President Muhammadu Buhari’s office on Friday denied that he favoured the north over other regions, after he was criticised for asking the World Bank to focus on the region.
The northeast in particular has been wracked by an eight-year Islamist militant insurgency that has killed more than 20,000 people and forced 2 million to flee their homes, spawning what the United Nations says is one of the world’s worst humanitarian crises.
That led to criticism from those who say Buhari has an anti-south agenda, highlighting the deep ethno-religious tensions in the country.
Buhari’s spokesman Femi Adesina said there had been a “deliberate twisting” of the president’s words to make it sound like he wanted to give the north an unfair advantage over other regions.

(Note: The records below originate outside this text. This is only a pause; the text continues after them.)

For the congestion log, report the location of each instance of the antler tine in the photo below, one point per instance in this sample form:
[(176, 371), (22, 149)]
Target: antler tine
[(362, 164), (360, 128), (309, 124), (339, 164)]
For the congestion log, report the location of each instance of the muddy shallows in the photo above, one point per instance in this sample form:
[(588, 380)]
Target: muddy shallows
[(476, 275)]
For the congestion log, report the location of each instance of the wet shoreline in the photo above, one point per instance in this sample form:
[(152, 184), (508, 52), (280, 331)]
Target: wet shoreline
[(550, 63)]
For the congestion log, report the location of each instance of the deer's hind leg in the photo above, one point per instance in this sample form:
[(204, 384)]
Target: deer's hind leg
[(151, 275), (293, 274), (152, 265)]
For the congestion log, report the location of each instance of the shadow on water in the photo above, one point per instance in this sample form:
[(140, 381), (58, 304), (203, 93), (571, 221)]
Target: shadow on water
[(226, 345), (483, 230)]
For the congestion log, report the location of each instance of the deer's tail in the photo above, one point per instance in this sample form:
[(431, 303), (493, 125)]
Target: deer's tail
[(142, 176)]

“President Buhari has a pan-Nigerian mandate, and he will discharge his duties and responsibilities in like manner,” Adesina said in an emailed statement.
“Any part of the country that requires special attention would receive it,” said Adesina.
The presidency said Buhari had made the comments to the World Bank president in July 2015 when the lender pledged financial support for Nigeria.
Buhari has in the last few weeks criticised secessionists in the country of 180 million, split roughly equally between Christians and Muslims and around 250 ethnic groups who mostly live peacefully side by side.
Some separatist critics of his administration, including those calling for the secession in the southeast, have also accused the president of focusing on his own part of the country.